U.S. stocks rallied for a fourth day Thursday, wiping out losses for the year in the Standard & Poor’s 500 Index, as the European Central Bank unveiled an expanded stimulus plan and banks and transportation companies surged on better-than-forecast earnings.
KeyCorp led gains among banks after fourth-quarter results topped analyst estimates. Southwest Airlines Co. jumped to a record as profit rose 71 percent on lower jet fuel prices. Union Pacific Corp. added 4.8 percent as a strengthening U.S. economy and growing construction market boosted traffic on the rails in the fourth quarter.

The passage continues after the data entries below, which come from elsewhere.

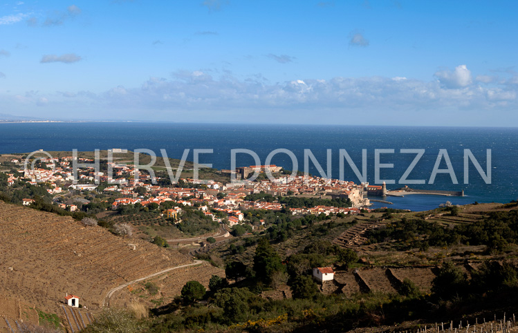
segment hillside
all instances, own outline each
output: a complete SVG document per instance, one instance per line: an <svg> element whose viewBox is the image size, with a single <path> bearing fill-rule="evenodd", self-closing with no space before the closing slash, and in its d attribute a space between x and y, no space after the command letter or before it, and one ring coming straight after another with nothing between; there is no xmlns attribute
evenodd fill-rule
<svg viewBox="0 0 518 333"><path fill-rule="evenodd" d="M0 315L13 320L34 318L34 309L62 314L66 293L95 312L111 289L192 263L176 251L100 227L0 202L0 299L6 300L0 302ZM197 267L186 269L183 278L198 276ZM113 298L111 305L128 301L120 293Z"/></svg>

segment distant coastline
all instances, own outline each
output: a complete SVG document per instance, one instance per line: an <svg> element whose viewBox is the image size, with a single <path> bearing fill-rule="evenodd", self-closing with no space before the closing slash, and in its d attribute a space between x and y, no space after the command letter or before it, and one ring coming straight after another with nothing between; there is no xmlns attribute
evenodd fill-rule
<svg viewBox="0 0 518 333"><path fill-rule="evenodd" d="M142 122L139 120L0 120L0 124L36 124L36 123L82 123L82 122Z"/></svg>

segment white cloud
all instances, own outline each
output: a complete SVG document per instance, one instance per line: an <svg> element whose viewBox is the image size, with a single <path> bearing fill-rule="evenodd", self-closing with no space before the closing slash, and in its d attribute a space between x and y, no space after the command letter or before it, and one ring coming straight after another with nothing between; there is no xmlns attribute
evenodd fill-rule
<svg viewBox="0 0 518 333"><path fill-rule="evenodd" d="M81 57L75 55L74 53L68 53L57 56L56 55L46 55L41 57L41 60L39 61L41 64L47 64L49 62L63 62L64 64L72 64L73 62L77 62L81 60Z"/></svg>
<svg viewBox="0 0 518 333"><path fill-rule="evenodd" d="M260 75L239 79L230 73L214 77L209 73L214 72L178 70L170 78L151 77L138 87L119 86L98 95L57 92L45 95L47 102L44 102L37 92L30 92L11 97L10 104L2 102L10 107L19 103L21 108L27 110L31 105L52 104L53 109L63 110L64 115L65 110L74 109L78 115L89 111L84 114L97 119L115 119L124 114L127 119L224 122L259 113L263 119L271 117L281 122L322 124L383 124L389 120L384 115L391 115L392 123L406 124L425 124L436 119L429 115L438 114L451 115L457 122L474 122L473 114L491 114L492 124L498 125L499 119L508 122L508 117L503 116L518 108L518 86L510 82L495 82L490 87L475 82L452 89L436 79L402 77L299 78L268 83Z"/></svg>
<svg viewBox="0 0 518 333"><path fill-rule="evenodd" d="M464 88L472 82L471 72L466 65L459 65L455 67L453 72L450 70L440 70L435 73L439 82L446 88Z"/></svg>
<svg viewBox="0 0 518 333"><path fill-rule="evenodd" d="M69 6L66 9L72 15L77 15L79 14L81 14L81 8L75 5Z"/></svg>
<svg viewBox="0 0 518 333"><path fill-rule="evenodd" d="M46 97L39 97L38 101L36 102L36 105L38 106L44 106L48 103L48 99Z"/></svg>
<svg viewBox="0 0 518 333"><path fill-rule="evenodd" d="M272 53L267 55L266 57L270 59L272 59L280 64L288 64L288 62L292 62L293 60L297 59L295 57L291 57L287 55L277 55Z"/></svg>
<svg viewBox="0 0 518 333"><path fill-rule="evenodd" d="M475 81L482 83L491 83L497 80L497 77L490 75L477 75L475 77Z"/></svg>
<svg viewBox="0 0 518 333"><path fill-rule="evenodd" d="M363 37L363 34L358 32L351 32L349 34L349 45L352 46L369 46L369 41Z"/></svg>
<svg viewBox="0 0 518 333"><path fill-rule="evenodd" d="M13 24L23 20L27 17L27 14L19 12L12 15L6 15L0 17L0 26L4 26L7 24Z"/></svg>

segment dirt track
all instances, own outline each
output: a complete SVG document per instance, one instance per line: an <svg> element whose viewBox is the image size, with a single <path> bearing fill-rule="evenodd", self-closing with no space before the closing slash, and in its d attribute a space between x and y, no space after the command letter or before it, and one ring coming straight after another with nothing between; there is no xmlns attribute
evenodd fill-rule
<svg viewBox="0 0 518 333"><path fill-rule="evenodd" d="M140 281L142 281L144 280L147 280L148 278L154 278L155 276L157 276L160 275L160 274L163 274L164 273L167 273L167 272L168 272L169 271L172 271L173 269L178 269L178 268L187 267L189 267L189 266L193 266L194 265L200 265L202 263L203 263L202 260L194 260L194 263L192 263L191 264L182 265L181 266L176 266L176 267L174 267L167 268L167 269L161 270L160 272L158 272L156 273L154 273L154 274L149 274L147 276L145 276L143 278L138 278L136 280L133 280L133 281L129 281L128 283L124 283L122 285L120 285L118 287L115 287L115 288L113 288L113 289L111 289L109 292L108 292L108 293L106 295L106 297L104 298L104 301L102 302L102 306L109 305L110 305L110 298L113 295L113 294L115 294L115 292L118 292L119 290L120 290L120 289L122 289L123 288L125 288L126 287L127 287L127 286L129 286L130 285L133 285L134 283L136 283L140 282Z"/></svg>

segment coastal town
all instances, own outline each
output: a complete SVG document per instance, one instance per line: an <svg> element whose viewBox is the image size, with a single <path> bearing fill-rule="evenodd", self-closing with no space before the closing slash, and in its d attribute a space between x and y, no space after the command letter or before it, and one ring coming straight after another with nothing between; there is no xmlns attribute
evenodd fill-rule
<svg viewBox="0 0 518 333"><path fill-rule="evenodd" d="M154 184L151 175L141 171L137 171L138 179L136 180L136 169L131 164L109 162L107 166L111 168L112 177L105 172L95 172L93 166L87 166L76 171L78 179L75 182L73 170L75 158L77 158L75 162L81 164L94 162L91 159L73 156L39 159L35 164L37 167L30 169L19 167L17 172L9 173L8 185L11 187L17 181L23 181L31 185L45 187L46 191L53 196L54 204L69 211L77 211L82 204L89 204L90 201L84 198L84 196L76 196L73 203L60 202L63 200L59 198L64 193L72 190L79 193L95 191L104 194L104 202L109 204L107 210L115 211L132 205L162 207L167 202L167 209L161 213L173 221L181 221L183 207L190 207L201 211L212 220L224 222L230 227L250 222L243 211L250 209L284 210L293 216L358 214L362 209L369 210L368 194L379 195L384 191L382 186L356 184L353 182L311 175L286 175L281 172L281 167L275 165L250 166L237 168L234 171L221 171L223 175L232 175L231 173L236 173L245 179L253 172L263 173L269 171L275 175L272 180L263 178L265 179L256 181L245 180L223 182L181 178L178 184L160 186ZM19 159L13 158L8 162L17 166L24 166L23 161ZM247 200L250 196L259 193L270 195L274 198L286 196L340 198L346 200L348 204L345 205L346 207L316 205L286 209L277 200ZM33 201L31 198L24 198L23 204L28 206Z"/></svg>

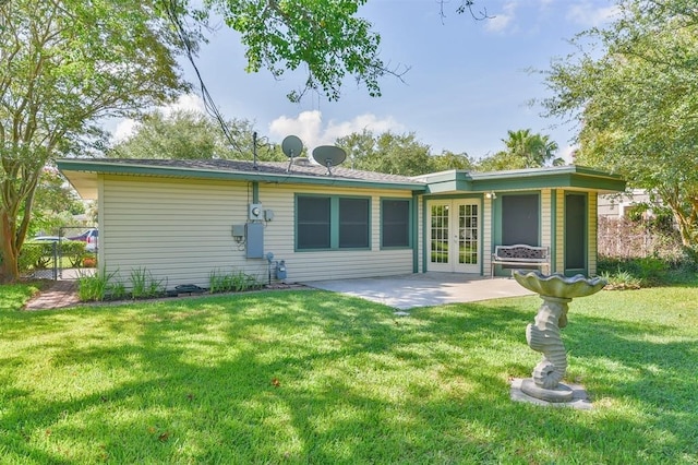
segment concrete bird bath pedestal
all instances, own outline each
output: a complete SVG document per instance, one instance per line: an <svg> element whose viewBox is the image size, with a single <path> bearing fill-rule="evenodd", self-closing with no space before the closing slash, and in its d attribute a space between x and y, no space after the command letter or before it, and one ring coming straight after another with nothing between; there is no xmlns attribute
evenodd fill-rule
<svg viewBox="0 0 698 465"><path fill-rule="evenodd" d="M587 278L580 274L566 277L561 274L544 275L539 271L520 270L514 272L514 278L543 299L534 323L526 326L529 347L542 353L543 360L533 369L532 378L521 382L521 391L541 401L570 402L573 390L559 382L567 370L567 354L559 329L567 325L567 305L571 299L591 296L601 290L606 282L600 277Z"/></svg>

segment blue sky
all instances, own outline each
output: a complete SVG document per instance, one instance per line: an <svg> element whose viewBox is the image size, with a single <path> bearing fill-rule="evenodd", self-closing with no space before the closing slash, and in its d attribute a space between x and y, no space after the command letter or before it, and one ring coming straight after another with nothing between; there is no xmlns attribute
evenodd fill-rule
<svg viewBox="0 0 698 465"><path fill-rule="evenodd" d="M196 60L208 92L226 118L255 122L272 142L299 135L311 150L338 136L369 129L413 132L432 153L449 150L480 158L503 148L507 130L531 129L558 143L558 155L570 152L574 128L540 117L547 91L540 74L551 59L573 48L567 40L613 14L609 0L478 0L493 19L473 21L458 15L460 0L445 2L440 16L436 0L369 0L359 15L381 34L381 56L394 67L409 67L401 82L382 81L383 96L348 81L339 102L309 95L300 104L286 94L299 88L302 72L275 80L267 71L244 72L244 50L236 34L222 26L204 45ZM192 82L195 74L182 61ZM196 95L180 107L202 108ZM132 123L122 121L118 136Z"/></svg>

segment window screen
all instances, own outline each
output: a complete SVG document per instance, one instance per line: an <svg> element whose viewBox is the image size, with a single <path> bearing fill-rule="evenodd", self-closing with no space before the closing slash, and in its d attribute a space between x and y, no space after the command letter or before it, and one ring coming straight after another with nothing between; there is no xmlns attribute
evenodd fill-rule
<svg viewBox="0 0 698 465"><path fill-rule="evenodd" d="M382 247L410 246L410 201L384 200L381 204Z"/></svg>
<svg viewBox="0 0 698 465"><path fill-rule="evenodd" d="M339 248L369 247L369 199L339 199Z"/></svg>
<svg viewBox="0 0 698 465"><path fill-rule="evenodd" d="M540 246L538 194L502 196L502 245Z"/></svg>
<svg viewBox="0 0 698 465"><path fill-rule="evenodd" d="M324 196L298 198L299 249L329 249L330 199Z"/></svg>

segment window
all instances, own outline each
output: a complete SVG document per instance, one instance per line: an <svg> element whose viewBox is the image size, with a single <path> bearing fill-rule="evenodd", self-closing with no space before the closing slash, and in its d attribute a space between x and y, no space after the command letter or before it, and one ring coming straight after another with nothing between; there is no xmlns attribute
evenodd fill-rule
<svg viewBox="0 0 698 465"><path fill-rule="evenodd" d="M381 247L410 247L410 206L407 199L381 202Z"/></svg>
<svg viewBox="0 0 698 465"><path fill-rule="evenodd" d="M298 195L298 250L370 249L369 198Z"/></svg>
<svg viewBox="0 0 698 465"><path fill-rule="evenodd" d="M538 194L502 196L503 246L517 243L540 246L539 204Z"/></svg>
<svg viewBox="0 0 698 465"><path fill-rule="evenodd" d="M339 199L339 248L369 248L369 199Z"/></svg>
<svg viewBox="0 0 698 465"><path fill-rule="evenodd" d="M298 198L299 249L329 249L329 198Z"/></svg>

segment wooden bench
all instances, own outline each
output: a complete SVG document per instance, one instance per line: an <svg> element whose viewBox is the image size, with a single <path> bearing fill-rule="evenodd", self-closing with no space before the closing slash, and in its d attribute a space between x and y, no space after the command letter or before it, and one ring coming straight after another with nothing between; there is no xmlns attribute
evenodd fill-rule
<svg viewBox="0 0 698 465"><path fill-rule="evenodd" d="M490 277L494 277L496 265L538 266L541 273L550 273L550 247L534 247L525 243L496 246L492 254Z"/></svg>

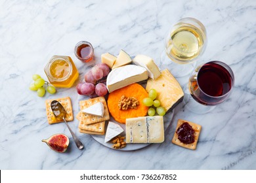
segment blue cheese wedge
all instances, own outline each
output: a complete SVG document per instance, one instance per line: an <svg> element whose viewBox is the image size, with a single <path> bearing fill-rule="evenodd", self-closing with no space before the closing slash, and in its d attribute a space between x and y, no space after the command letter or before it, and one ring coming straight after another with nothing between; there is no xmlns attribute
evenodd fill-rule
<svg viewBox="0 0 256 183"><path fill-rule="evenodd" d="M148 76L152 79L156 79L161 75L158 67L154 62L154 60L144 55L137 55L133 62L139 66L144 67L148 73Z"/></svg>
<svg viewBox="0 0 256 183"><path fill-rule="evenodd" d="M161 143L163 141L163 116L126 119L127 143Z"/></svg>
<svg viewBox="0 0 256 183"><path fill-rule="evenodd" d="M108 75L106 86L110 93L131 84L146 80L148 71L135 65L127 65L113 69Z"/></svg>
<svg viewBox="0 0 256 183"><path fill-rule="evenodd" d="M106 132L105 143L121 134L123 131L123 129L119 125L114 122L109 122Z"/></svg>
<svg viewBox="0 0 256 183"><path fill-rule="evenodd" d="M103 117L104 113L104 105L101 102L96 103L81 110L83 113L93 116Z"/></svg>

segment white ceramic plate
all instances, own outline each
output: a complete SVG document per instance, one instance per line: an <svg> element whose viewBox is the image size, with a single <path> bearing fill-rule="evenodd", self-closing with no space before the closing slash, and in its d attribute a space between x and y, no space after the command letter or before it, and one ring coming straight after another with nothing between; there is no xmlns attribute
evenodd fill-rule
<svg viewBox="0 0 256 183"><path fill-rule="evenodd" d="M142 85L144 85L142 83L140 82ZM107 97L105 97L106 101L107 101ZM85 95L78 95L78 101L84 101L90 99L88 96ZM79 107L79 102L78 102L78 108L80 109ZM167 129L169 126L171 124L171 121L173 119L173 114L174 114L174 109L171 111L168 111L165 116L163 116L163 122L164 122L164 129L165 131L166 131ZM125 135L125 124L122 124L119 122L117 122L110 115L110 120L109 120L112 122L117 123L119 125L121 126L121 127L123 129L124 131L121 134L121 135L124 136ZM105 124L105 134L106 134L106 131L107 129L108 125L108 121L106 122ZM105 143L105 135L91 135L91 136L98 142L100 144L102 144L103 146L114 149L112 148L113 144L111 143L110 142ZM131 151L131 150L136 150L139 149L143 148L144 147L146 147L149 146L151 144L127 144L126 147L121 149L116 149L117 150L121 150L121 151ZM116 150L116 149L114 149Z"/></svg>
<svg viewBox="0 0 256 183"><path fill-rule="evenodd" d="M171 121L173 117L174 114L174 109L172 111L169 111L164 116L163 116L163 122L164 122L164 129L165 131L166 131L167 129L169 126L171 124ZM110 122L116 122L120 125L122 128L124 130L124 132L123 132L121 135L125 135L125 124L121 124L120 123L118 123L116 122L112 117L110 118ZM108 126L108 122L106 123L106 129ZM91 135L91 137L98 142L102 144L104 146L106 146L108 148L114 149L112 148L113 144L110 142L104 142L105 141L105 135ZM143 148L144 147L148 146L151 144L127 144L126 146L123 148L121 149L116 149L117 150L121 150L121 151L130 151L130 150L136 150L139 149ZM115 149L116 150L116 149Z"/></svg>

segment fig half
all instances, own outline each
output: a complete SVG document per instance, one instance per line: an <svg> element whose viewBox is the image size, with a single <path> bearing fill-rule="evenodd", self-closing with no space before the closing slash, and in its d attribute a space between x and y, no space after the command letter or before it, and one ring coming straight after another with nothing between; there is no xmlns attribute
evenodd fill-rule
<svg viewBox="0 0 256 183"><path fill-rule="evenodd" d="M53 150L58 152L64 152L70 144L70 139L64 134L58 133L51 136L47 139L43 139L42 142L47 145Z"/></svg>

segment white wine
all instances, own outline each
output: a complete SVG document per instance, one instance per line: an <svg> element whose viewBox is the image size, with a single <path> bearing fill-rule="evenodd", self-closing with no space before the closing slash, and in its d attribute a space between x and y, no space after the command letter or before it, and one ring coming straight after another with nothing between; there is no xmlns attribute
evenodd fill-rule
<svg viewBox="0 0 256 183"><path fill-rule="evenodd" d="M200 54L203 44L203 35L200 29L191 25L177 27L171 33L165 51L171 59L183 62L180 63L186 63L186 61L192 60Z"/></svg>

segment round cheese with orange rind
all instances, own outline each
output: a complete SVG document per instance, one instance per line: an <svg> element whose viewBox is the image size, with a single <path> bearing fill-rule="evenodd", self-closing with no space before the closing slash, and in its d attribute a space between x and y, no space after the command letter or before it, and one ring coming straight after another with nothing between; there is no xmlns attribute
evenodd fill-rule
<svg viewBox="0 0 256 183"><path fill-rule="evenodd" d="M135 97L138 99L140 104L137 108L119 109L118 103L122 95L125 95L125 97ZM109 94L108 110L116 121L125 124L127 118L145 116L147 114L148 107L142 104L142 100L148 97L148 92L141 85L137 83L130 84Z"/></svg>

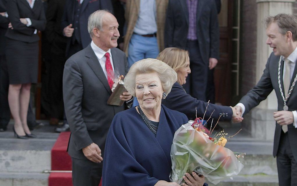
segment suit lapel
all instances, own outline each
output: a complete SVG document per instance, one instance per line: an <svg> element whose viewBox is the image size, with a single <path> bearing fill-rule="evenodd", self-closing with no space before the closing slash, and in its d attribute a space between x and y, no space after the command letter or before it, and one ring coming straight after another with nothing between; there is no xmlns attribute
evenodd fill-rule
<svg viewBox="0 0 297 186"><path fill-rule="evenodd" d="M110 94L111 94L111 90L110 90L108 85L108 82L106 77L104 74L102 68L101 68L98 59L94 53L91 47L91 45L89 45L86 48L86 56L89 59L87 61L87 63L91 67L91 68L94 71L96 76L101 82L107 91Z"/></svg>
<svg viewBox="0 0 297 186"><path fill-rule="evenodd" d="M87 7L87 5L89 3L89 1L90 1L90 0L84 0L83 1L83 3L81 4L81 12L83 12L83 10Z"/></svg>
<svg viewBox="0 0 297 186"><path fill-rule="evenodd" d="M284 80L283 79L283 76L284 74L284 65L285 64L285 62L284 60L282 60L281 64L280 65L280 85L281 87L282 87L282 92L284 93L284 96L285 95L285 89L284 87ZM278 63L277 63L278 65ZM277 68L276 68L276 69L278 69L278 67L277 67ZM277 74L277 76L278 75L278 72Z"/></svg>
<svg viewBox="0 0 297 186"><path fill-rule="evenodd" d="M197 15L197 25L198 25L198 23L199 21L199 19L200 18L200 15L201 15L201 12L202 11L202 8L204 7L203 4L203 1L198 1L198 3L197 5L197 10L196 12Z"/></svg>
<svg viewBox="0 0 297 186"><path fill-rule="evenodd" d="M189 25L189 9L188 9L188 6L187 4L187 0L181 0L180 2L181 2L181 8L184 10L184 12L183 15L185 15L186 21L187 21L187 24Z"/></svg>
<svg viewBox="0 0 297 186"><path fill-rule="evenodd" d="M118 55L116 55L116 51L114 49L110 49L110 52L111 52L112 61L113 63L113 68L114 68L115 75L118 74L120 76L121 75L124 76L125 74L121 74L124 72L124 69L122 68L124 65L123 65L122 64L120 64L120 62L122 62L123 60L121 60L119 58Z"/></svg>
<svg viewBox="0 0 297 186"><path fill-rule="evenodd" d="M32 11L32 9L31 8L31 7L30 7L30 5L29 4L29 3L28 3L26 0L21 0L21 2L23 3L26 7L29 9L31 12ZM35 3L34 3L34 5L35 6Z"/></svg>
<svg viewBox="0 0 297 186"><path fill-rule="evenodd" d="M294 71L293 72L293 75L292 76L292 78L291 79L291 82L290 83L290 88L291 87L291 86L292 85L292 84L293 83L293 82L294 81L294 79L295 78L295 77L296 77L296 74L297 74L297 65L296 65L296 64L297 64L297 61L296 61L295 62L295 68L294 68ZM291 94L292 94L293 92L294 92L294 90L295 90L295 93L297 93L296 92L296 86L297 86L297 85L295 85L295 86L294 86L294 87L293 88L293 90L292 90L292 92L291 93ZM288 100L290 99L290 96L289 97L289 98L288 99Z"/></svg>

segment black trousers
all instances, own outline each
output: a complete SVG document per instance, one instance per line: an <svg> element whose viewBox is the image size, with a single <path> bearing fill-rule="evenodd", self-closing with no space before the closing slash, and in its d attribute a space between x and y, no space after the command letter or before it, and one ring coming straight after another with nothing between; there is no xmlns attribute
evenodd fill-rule
<svg viewBox="0 0 297 186"><path fill-rule="evenodd" d="M186 49L189 55L191 73L188 75L187 82L183 86L192 97L206 101L208 62L202 60L197 41L188 40Z"/></svg>
<svg viewBox="0 0 297 186"><path fill-rule="evenodd" d="M59 41L53 42L51 47L51 61L49 71L49 88L50 93L49 96L51 118L61 118L64 110L62 82L66 61L66 43Z"/></svg>
<svg viewBox="0 0 297 186"><path fill-rule="evenodd" d="M285 133L282 131L277 154L279 186L297 186L297 163L293 156L288 137L287 132Z"/></svg>
<svg viewBox="0 0 297 186"><path fill-rule="evenodd" d="M0 55L0 128L6 130L10 119L8 105L8 74L5 55Z"/></svg>
<svg viewBox="0 0 297 186"><path fill-rule="evenodd" d="M71 157L73 186L98 186L102 176L103 162Z"/></svg>

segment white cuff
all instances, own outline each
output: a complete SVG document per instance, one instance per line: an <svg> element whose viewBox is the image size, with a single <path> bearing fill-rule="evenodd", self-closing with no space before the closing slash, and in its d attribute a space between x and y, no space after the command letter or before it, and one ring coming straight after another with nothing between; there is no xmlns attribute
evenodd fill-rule
<svg viewBox="0 0 297 186"><path fill-rule="evenodd" d="M244 113L245 112L245 107L244 106L244 105L243 104L241 103L238 103L236 104L235 106L239 106L240 107L241 107L241 109L242 109L242 114L241 114L241 117L242 117L242 115L243 115Z"/></svg>
<svg viewBox="0 0 297 186"><path fill-rule="evenodd" d="M25 18L26 20L27 20L27 22L28 22L28 23L26 25L26 26L31 26L31 25L32 24L32 22L31 21L31 20L30 19L30 18Z"/></svg>
<svg viewBox="0 0 297 186"><path fill-rule="evenodd" d="M297 128L297 111L296 110L293 110L292 112L293 112L293 116L294 118L293 124L294 125L295 128Z"/></svg>

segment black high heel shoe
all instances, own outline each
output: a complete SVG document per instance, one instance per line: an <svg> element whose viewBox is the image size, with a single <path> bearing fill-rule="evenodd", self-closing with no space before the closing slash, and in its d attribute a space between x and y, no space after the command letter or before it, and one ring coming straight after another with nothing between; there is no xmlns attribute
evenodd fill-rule
<svg viewBox="0 0 297 186"><path fill-rule="evenodd" d="M26 132L25 133L26 134L25 136L27 137L37 137L36 135L33 134L31 133L31 134L28 134Z"/></svg>
<svg viewBox="0 0 297 186"><path fill-rule="evenodd" d="M17 134L17 133L15 132L15 126L14 125L12 127L12 129L13 130L13 133L15 134L15 137L16 136L17 138L19 138L20 139L28 139L26 135L25 136L19 136Z"/></svg>

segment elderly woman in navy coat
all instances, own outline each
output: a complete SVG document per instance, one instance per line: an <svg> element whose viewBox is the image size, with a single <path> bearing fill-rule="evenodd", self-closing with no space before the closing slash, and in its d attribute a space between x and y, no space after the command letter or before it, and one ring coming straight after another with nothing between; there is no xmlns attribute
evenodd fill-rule
<svg viewBox="0 0 297 186"><path fill-rule="evenodd" d="M173 84L170 93L162 101L162 104L170 109L184 113L189 119L196 118L195 108L197 108L197 117L203 117L208 103L187 94L181 86L186 83L188 74L191 73L188 52L176 47L166 48L159 54L157 59L169 65L177 74L177 81ZM236 115L235 109L232 107L211 103L209 104L204 118L208 119L214 110L211 118L215 120L218 119L221 115L220 120L222 121L232 119L234 122L237 122L243 119Z"/></svg>
<svg viewBox="0 0 297 186"><path fill-rule="evenodd" d="M139 105L118 113L107 135L103 186L179 185L169 182L170 150L175 132L188 118L161 104L177 79L176 73L151 58L131 67L124 86ZM190 174L189 174L190 173ZM182 185L207 185L204 177L186 173Z"/></svg>

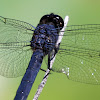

EBay Inc. increased 7.1 percent after entering a standstill agreement with activist investor Carl Icahn.
“It’s that halo effect of the follow-through on ECB finally coming to the table and embracing a pretty material stimulus program,” Todd Lowenstein, who helps manage $16 billion at Highmark Capital Management in Los Angeles, said by phone. “It brings some hope that Europe will get pointed in the right direction.”
The S&P 500 gained 1.5 percent to 2,063.15, the highest since Dec. 30. The gauge climbed above its average price for the past 50 days. The Dow Jones Industrial Average climbed 259.70 points, or 1.5 percent, to 17,813.98. The Russell 2000 Index surged 2.1 percent, the most since Dec. 17. About 7.7 billion shares changed hands on U.S. exchanges today, 15 percent above the three-month average.
ECB President Mario Draghi announced an expanded asset-purchase program, including private and public securities, of up to 60 billion euros ($69 billion) a month. The buying will continue through September 2016. The announcement came after the ECB kept benchmark rates unchanged at record lows.
“Markets were expecting big and this sounds like a pretty big program, so that’s good news,” Karyn Cavanaugh, the New York-based senior market strategist at Voya Investment Management LLC, said.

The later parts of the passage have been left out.